Keyakinan Mengerikan

Sikap tanpa kompromi dan negosiasi, di satu sisi membuat kekuatan Daulah Bani Umayyah menjadi semakin stabil, namun di sisi lainnya banyak memakan korban nyawa

Tohir Bawazir DALAM sebuah kisah yang shahih dan popular, dikisahkan ada seorang sahabat nabi yang baru saja terkena musibah, kepalanya retak tertimpa batu. Ketika dalam tidurnya, pemuda yang terluka tadi ternyata bermimpi basah.

Pada pagi harinya, sahabat muda tersebut bingung menghadapi kenyataan tersebut, dan bertanya kepada teman-temannya, bagaimana hukumnya  apakah dia harus mandi junub, padahal kepalanya berdarah dan  penuh luka?

Ternyata teman-temannya ‘berfatwa’ dia tetap harus mandi junub agar dirinya suci kembali. Sahabat muda pun akhirnya mengikuti anjuran temannya dengan melakukan mandi junub.

Akibatnya fatal! Pemuda tersebut meninggal  sehabis mandi. Mendengar kejadian tersebut, Rasulullah ﷺ marah besar dan berkata, yang artinya; “Mereka telah membunuhnya! Kalau dia tidak tahu, seharusnya mereka bertanya.
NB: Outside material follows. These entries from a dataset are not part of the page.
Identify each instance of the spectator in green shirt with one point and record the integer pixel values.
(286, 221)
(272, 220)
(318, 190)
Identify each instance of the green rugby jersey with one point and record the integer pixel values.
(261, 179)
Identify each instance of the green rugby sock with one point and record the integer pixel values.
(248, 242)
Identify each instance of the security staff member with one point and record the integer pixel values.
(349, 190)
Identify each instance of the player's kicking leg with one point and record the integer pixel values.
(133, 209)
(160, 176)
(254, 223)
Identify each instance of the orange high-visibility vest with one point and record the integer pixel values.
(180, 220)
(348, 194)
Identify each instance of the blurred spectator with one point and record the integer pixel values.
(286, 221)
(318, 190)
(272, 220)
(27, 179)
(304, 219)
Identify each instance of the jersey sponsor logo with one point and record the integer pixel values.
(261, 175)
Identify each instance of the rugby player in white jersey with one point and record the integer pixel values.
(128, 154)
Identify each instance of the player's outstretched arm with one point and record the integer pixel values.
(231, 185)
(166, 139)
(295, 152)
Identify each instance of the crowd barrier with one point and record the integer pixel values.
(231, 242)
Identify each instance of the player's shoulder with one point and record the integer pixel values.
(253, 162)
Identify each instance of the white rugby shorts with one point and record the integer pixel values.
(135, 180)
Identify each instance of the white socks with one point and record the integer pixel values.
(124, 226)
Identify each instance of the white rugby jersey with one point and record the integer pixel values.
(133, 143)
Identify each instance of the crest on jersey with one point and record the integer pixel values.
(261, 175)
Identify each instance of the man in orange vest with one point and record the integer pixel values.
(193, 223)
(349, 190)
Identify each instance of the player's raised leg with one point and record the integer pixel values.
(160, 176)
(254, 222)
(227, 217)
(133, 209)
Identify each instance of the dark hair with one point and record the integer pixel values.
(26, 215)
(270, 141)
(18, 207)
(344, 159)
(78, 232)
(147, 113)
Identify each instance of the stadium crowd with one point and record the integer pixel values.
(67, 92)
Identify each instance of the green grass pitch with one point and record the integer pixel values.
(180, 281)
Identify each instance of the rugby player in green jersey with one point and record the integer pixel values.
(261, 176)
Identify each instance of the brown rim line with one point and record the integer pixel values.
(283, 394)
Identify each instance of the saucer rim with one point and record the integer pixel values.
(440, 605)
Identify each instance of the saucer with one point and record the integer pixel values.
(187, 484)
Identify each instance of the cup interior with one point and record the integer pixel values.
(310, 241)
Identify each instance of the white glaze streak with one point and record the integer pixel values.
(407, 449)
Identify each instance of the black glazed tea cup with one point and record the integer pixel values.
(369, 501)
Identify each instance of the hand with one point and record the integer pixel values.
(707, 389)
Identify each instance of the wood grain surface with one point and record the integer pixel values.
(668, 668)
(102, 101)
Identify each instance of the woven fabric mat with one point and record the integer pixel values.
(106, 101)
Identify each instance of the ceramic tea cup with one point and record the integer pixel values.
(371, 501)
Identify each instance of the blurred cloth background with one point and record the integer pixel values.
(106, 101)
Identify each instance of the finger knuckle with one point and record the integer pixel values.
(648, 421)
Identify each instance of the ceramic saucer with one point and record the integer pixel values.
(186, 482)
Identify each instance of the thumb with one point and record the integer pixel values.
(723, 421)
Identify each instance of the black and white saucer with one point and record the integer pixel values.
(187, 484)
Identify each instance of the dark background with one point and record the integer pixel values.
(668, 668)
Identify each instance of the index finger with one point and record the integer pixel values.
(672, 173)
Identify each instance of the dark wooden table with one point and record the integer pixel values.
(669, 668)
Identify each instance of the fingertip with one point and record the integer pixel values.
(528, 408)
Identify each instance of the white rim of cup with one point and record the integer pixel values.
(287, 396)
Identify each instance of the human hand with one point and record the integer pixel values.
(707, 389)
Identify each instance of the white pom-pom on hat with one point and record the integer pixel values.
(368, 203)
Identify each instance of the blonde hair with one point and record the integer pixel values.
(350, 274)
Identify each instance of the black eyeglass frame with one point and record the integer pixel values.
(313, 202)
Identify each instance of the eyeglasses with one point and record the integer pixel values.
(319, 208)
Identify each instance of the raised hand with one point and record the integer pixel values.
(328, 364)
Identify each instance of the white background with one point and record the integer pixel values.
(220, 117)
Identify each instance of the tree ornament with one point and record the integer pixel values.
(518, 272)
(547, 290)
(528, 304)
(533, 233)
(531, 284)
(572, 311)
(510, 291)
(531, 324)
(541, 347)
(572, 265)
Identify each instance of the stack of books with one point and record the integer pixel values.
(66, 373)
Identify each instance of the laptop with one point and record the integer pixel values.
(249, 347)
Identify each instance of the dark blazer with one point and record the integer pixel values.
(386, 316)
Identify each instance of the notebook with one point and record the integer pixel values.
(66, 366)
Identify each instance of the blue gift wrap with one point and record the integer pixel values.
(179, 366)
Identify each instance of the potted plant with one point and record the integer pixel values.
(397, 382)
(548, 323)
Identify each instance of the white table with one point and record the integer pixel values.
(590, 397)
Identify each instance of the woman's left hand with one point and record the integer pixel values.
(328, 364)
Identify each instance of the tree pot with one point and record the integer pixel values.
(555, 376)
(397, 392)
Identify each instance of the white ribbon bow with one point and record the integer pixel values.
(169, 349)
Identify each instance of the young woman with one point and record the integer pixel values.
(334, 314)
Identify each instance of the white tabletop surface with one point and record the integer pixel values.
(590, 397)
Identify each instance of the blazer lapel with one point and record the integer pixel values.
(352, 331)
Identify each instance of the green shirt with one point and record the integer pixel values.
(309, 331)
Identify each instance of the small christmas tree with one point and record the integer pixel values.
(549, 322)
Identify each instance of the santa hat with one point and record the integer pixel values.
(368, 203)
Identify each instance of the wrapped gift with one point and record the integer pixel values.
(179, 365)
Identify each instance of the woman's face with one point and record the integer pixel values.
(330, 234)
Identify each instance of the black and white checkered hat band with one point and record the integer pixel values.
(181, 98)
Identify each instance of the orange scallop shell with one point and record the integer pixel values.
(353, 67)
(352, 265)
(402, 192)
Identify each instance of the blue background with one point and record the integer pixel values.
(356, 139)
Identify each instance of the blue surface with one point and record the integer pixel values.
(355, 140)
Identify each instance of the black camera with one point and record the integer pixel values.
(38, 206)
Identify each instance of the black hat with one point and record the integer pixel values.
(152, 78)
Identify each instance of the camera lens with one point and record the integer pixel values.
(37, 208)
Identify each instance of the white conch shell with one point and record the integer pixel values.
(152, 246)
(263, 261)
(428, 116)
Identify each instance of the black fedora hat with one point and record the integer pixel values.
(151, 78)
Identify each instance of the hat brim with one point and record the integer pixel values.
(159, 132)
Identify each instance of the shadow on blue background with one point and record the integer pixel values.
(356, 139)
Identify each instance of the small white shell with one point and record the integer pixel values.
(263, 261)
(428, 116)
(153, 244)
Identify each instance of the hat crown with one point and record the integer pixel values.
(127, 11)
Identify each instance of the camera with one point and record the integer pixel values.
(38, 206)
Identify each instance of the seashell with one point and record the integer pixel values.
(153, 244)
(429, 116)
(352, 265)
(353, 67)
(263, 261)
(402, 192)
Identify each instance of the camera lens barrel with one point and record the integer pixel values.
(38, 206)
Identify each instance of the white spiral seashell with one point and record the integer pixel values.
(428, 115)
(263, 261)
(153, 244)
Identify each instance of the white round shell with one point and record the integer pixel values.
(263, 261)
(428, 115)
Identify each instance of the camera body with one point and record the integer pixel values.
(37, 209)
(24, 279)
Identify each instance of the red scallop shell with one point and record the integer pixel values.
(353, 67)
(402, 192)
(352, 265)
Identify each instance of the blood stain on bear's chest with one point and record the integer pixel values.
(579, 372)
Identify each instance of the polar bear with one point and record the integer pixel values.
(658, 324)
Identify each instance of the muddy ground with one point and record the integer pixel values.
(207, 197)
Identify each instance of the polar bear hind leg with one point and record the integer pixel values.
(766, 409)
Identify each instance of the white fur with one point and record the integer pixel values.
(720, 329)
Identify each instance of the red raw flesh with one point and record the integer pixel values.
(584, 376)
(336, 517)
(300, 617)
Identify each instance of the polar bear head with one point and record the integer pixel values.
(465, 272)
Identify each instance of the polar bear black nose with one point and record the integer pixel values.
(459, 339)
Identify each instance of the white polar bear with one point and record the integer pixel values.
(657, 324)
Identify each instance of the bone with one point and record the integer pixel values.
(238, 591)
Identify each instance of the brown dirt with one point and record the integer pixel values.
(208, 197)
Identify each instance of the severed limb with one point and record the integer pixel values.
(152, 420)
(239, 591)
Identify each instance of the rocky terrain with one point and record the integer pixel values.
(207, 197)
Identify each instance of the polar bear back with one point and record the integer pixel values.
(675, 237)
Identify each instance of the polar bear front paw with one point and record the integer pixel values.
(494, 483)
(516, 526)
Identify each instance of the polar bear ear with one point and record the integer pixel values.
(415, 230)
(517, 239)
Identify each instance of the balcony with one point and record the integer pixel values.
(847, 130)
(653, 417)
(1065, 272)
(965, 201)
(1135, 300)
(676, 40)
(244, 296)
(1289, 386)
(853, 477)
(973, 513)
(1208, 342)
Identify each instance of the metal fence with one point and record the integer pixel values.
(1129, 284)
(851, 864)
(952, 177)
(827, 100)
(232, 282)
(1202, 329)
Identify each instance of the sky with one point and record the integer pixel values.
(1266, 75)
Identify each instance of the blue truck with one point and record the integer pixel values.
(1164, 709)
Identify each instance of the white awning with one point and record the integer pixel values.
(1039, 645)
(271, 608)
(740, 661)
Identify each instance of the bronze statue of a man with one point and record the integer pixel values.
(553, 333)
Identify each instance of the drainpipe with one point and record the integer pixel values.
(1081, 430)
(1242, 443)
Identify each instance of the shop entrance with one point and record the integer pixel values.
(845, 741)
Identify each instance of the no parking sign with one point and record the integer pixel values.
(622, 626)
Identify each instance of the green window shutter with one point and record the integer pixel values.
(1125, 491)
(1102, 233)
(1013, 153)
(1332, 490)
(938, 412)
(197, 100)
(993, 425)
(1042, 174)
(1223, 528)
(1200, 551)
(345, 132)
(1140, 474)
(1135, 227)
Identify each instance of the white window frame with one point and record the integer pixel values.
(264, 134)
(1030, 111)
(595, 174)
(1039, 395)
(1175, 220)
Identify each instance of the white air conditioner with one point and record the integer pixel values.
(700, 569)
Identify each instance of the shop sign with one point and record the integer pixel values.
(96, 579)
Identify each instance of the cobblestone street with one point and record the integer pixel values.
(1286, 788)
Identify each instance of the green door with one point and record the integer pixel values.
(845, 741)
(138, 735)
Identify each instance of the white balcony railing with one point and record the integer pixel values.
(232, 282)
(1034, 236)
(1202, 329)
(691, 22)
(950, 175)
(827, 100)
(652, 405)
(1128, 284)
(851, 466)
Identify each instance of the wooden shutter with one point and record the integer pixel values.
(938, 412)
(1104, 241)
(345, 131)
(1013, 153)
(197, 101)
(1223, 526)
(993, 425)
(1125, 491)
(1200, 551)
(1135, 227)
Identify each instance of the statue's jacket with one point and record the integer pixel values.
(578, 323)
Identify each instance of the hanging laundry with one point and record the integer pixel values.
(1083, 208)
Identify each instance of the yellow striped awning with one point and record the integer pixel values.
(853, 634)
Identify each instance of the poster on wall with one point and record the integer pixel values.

Padahal seharusnya dia  cukup dengan bertayamum.” (HR. Dawud, dari Jabir bin Abdullah ra. ).

Akibat ‘fatwa’ kurang ilmu, seseorang dapat meninggal dunia yang membuat Rasulullah ﷺ marah besar.  Ini baru akibat penghilangan nyawa seseorang tanpa sengaja, hanya karena kecerobahan semata, lalu bagaimana halnya kalau “penghilangan nyawa”  dilakukan secara sengaja, terus-menerus, berskala massif dan menimbulkan korban nyawa sangat besar dari bagian umat Islam? Dan keyakinan itu dianggap sebagai kebijakan politik yang harus ditempuh demi menjaga kekuasaan seorang khalifah?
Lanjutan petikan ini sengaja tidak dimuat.